III-95表 少年院からの仮退院・退院別人員(昭和41〜45年)

 仮退院の期間は,原則として仮退院のときから二〇歳に達するまでであるが,二六歳をこえない範囲で例外があり,その間,保護観察が行なわれる。昭和四五年に,保護観察の対象となった少年院仮退院者の仮退院期間は,前掲II-89表に示すとおりで,三月以内の者が一三・〇%,三月をこえ六月以内の者が一三・五%,六月をこえ一年以内の者が二一・九%,一年をこえ二年以内の者が二六・九%,二年をこえる者が二四・七%となっている。

(二) 不定期刑受刑者の仮出獄

 不定期刑受刑者について,最近五年間の仮出獄許可人員をみると,III-96表に示すとおりであり,昭和四五年の許可人員は六四六人で,成人を含めた仮出獄許可人員総数の三・六%にあたる。

III-96表 不定期刑仮出獄許可人員(昭和41〜45年)

 右の許可人員六四六人中,一〇・七%にあたる六九人に対しては,不定期刑の短期経過前に仮出獄が許されているが,最近五年間について,短期経過前に仮出獄の許されている者の状況は,III-97表に示すとおりである。
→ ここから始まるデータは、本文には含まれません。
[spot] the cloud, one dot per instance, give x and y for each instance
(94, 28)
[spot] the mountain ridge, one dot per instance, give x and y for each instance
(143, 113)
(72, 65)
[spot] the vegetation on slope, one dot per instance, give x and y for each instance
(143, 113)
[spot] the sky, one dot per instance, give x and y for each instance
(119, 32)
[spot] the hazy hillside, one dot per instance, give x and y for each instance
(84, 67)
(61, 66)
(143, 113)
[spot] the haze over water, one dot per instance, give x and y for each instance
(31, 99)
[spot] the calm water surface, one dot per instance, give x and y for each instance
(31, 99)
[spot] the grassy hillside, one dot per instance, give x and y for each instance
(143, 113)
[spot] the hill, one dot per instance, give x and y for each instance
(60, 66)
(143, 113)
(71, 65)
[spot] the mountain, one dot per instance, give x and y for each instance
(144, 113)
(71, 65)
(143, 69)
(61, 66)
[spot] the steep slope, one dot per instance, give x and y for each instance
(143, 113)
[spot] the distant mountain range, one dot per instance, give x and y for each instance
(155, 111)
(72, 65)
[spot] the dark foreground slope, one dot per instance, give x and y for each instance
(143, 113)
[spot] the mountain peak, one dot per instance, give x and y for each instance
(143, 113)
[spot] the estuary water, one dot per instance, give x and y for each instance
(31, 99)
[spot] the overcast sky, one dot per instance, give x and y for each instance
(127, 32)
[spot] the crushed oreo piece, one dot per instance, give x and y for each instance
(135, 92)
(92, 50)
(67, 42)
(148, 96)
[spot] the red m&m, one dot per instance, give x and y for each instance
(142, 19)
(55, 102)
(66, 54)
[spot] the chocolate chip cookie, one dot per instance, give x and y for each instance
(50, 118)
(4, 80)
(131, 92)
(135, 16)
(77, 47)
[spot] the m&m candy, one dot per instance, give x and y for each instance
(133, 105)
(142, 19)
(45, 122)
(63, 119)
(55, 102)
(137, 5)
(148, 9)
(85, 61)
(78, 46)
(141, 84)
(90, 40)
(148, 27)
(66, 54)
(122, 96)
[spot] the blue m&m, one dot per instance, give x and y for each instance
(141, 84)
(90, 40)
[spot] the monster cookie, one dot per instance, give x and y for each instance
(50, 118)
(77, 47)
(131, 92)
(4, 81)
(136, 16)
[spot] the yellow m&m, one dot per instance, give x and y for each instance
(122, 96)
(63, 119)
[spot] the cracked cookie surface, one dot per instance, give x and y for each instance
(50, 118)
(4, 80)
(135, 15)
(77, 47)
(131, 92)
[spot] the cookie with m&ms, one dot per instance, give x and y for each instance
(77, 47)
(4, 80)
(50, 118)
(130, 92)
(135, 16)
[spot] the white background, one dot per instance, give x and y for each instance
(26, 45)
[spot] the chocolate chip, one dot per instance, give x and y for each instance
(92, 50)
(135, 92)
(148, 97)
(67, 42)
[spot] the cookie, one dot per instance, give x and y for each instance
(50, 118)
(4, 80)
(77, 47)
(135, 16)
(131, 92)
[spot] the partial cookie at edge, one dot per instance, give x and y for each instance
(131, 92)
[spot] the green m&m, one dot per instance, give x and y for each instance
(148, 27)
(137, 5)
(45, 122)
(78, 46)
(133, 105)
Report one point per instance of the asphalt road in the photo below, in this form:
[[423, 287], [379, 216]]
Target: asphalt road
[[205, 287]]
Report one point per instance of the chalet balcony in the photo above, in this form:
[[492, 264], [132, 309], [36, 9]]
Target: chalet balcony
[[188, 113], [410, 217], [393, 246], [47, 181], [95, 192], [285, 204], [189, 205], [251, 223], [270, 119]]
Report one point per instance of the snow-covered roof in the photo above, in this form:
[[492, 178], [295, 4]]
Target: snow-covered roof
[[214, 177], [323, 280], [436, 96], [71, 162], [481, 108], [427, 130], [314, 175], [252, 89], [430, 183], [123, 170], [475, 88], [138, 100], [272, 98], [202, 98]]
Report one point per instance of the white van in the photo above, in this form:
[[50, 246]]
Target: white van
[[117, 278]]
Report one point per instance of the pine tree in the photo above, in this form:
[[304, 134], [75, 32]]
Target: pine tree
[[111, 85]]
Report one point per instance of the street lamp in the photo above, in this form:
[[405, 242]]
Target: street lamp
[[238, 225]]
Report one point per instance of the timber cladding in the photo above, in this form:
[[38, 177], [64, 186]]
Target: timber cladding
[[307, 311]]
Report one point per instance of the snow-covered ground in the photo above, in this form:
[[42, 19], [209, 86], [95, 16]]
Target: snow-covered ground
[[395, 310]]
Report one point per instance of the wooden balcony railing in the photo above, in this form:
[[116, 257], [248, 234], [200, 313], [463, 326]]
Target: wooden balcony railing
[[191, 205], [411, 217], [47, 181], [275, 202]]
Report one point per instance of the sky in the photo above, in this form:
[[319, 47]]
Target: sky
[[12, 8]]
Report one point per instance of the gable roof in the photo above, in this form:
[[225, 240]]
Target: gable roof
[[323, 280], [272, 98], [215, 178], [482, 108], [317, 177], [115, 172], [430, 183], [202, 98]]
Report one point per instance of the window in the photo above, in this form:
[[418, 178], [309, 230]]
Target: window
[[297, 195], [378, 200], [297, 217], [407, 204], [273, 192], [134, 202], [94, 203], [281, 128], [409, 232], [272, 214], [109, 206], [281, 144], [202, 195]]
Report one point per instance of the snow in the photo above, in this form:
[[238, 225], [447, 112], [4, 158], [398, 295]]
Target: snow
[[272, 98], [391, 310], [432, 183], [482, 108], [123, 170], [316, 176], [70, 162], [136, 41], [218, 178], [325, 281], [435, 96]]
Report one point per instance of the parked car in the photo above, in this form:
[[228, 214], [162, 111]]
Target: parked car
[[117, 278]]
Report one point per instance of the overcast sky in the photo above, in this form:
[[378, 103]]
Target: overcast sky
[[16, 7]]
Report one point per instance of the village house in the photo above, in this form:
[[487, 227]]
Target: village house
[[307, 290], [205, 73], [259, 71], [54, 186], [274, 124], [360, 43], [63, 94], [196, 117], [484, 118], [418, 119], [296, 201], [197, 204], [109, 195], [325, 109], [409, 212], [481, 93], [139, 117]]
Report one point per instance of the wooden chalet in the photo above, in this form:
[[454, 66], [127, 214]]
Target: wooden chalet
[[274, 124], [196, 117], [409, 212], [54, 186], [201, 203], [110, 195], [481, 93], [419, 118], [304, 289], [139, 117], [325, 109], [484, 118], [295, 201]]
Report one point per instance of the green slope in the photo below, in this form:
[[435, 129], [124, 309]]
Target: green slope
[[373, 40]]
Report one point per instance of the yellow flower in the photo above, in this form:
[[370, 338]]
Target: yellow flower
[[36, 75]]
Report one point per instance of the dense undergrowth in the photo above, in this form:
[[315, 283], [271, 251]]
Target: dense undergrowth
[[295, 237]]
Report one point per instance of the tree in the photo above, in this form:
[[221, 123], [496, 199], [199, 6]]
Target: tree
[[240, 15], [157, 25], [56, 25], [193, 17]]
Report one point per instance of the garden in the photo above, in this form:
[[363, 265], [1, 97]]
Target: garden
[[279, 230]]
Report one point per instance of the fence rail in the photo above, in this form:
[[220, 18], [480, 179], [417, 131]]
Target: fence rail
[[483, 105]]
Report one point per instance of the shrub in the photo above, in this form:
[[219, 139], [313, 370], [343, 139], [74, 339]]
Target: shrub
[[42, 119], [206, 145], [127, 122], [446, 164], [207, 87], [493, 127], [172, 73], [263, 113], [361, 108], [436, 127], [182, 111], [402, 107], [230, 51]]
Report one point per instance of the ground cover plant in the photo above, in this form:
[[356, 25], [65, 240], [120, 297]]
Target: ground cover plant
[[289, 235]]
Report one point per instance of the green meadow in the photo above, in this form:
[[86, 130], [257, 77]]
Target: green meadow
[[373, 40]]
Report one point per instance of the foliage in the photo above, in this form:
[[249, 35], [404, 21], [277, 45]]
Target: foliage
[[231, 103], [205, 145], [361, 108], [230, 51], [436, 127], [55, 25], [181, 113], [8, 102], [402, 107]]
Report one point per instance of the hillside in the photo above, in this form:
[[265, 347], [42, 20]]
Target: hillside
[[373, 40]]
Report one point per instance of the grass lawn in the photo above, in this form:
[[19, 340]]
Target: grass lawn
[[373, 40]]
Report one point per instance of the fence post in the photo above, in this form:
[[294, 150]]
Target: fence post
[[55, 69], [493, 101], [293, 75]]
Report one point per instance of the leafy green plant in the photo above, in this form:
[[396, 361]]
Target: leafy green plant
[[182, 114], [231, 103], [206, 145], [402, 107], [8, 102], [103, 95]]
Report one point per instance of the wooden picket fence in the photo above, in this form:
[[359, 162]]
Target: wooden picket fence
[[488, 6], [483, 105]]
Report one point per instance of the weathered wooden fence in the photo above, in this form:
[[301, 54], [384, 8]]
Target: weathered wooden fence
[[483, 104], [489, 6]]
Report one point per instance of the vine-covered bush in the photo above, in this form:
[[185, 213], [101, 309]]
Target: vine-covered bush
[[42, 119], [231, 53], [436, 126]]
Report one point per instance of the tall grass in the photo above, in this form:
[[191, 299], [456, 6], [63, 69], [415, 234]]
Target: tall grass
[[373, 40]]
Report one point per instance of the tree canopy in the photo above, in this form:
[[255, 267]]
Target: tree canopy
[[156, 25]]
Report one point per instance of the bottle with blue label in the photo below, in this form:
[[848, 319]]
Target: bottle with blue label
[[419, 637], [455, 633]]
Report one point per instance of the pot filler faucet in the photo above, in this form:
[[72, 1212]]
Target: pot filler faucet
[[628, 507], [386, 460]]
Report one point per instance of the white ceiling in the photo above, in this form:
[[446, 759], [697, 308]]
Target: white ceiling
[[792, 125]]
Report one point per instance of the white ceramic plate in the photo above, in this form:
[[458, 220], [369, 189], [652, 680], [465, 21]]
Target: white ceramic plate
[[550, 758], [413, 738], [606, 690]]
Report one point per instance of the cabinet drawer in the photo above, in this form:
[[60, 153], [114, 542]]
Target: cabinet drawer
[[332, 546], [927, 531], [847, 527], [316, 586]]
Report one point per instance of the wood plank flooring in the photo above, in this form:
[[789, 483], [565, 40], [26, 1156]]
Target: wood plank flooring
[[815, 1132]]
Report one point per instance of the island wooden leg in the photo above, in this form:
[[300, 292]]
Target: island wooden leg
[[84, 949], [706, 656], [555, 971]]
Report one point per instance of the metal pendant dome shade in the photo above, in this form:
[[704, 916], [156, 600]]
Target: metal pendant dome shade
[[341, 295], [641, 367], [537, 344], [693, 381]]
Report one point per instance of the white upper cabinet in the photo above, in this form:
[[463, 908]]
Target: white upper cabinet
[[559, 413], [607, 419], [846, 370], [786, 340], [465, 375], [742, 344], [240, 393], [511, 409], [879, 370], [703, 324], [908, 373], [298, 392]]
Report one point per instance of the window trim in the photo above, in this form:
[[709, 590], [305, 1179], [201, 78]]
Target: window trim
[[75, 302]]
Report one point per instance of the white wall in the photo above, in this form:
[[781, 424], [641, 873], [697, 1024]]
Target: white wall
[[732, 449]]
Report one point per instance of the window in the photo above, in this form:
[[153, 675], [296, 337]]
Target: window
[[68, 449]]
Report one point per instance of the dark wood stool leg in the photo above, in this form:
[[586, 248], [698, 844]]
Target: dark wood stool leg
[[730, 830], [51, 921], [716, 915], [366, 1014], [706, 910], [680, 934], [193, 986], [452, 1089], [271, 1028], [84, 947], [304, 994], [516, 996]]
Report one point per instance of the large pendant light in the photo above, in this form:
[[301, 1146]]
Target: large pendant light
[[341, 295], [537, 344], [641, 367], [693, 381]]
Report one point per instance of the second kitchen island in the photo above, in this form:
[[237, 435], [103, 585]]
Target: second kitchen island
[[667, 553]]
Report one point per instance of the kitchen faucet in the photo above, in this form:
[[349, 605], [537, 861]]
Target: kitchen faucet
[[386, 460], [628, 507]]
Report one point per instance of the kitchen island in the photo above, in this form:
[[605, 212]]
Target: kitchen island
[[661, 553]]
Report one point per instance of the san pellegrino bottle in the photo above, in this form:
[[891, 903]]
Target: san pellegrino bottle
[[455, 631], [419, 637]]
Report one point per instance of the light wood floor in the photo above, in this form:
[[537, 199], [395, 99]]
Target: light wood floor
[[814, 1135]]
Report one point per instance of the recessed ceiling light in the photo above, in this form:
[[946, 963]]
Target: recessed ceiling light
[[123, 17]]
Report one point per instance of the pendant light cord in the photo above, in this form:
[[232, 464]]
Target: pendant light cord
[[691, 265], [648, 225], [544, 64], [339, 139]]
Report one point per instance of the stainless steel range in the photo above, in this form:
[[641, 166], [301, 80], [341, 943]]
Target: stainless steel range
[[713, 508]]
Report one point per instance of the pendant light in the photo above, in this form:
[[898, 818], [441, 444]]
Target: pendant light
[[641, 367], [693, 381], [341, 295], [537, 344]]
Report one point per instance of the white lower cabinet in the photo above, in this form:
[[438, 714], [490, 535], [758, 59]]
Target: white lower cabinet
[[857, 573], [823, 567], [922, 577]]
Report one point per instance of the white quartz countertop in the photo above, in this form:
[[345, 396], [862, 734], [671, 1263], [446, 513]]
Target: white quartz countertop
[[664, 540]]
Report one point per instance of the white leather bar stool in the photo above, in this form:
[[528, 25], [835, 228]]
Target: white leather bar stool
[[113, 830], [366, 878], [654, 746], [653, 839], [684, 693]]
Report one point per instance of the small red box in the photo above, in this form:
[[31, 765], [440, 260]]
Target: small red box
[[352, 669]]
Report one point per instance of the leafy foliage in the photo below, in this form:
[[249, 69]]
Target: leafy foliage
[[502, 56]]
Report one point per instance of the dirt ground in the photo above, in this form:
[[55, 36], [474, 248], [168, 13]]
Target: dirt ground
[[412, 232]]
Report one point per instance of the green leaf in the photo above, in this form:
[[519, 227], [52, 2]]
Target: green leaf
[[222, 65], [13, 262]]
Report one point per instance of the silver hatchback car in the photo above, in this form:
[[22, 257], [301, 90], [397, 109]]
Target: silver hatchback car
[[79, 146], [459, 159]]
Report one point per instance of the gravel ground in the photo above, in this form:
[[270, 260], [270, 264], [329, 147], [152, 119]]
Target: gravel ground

III-97表 不定期刑仮出獄者の短期経過前・後の許可人員(昭和41〜45年)

 次に,昭和四五年の不定期刑の仮出獄者について,刑の執行率(長期に対する執行ずみ期間の比率)をみると,III-98表のとおりであり,刑期一年以下の場合には,八〇%台の執行率の者が最も多いが,一年をこえる刑期の場合には,いずれも七〇%台の執行率の者が最も多い。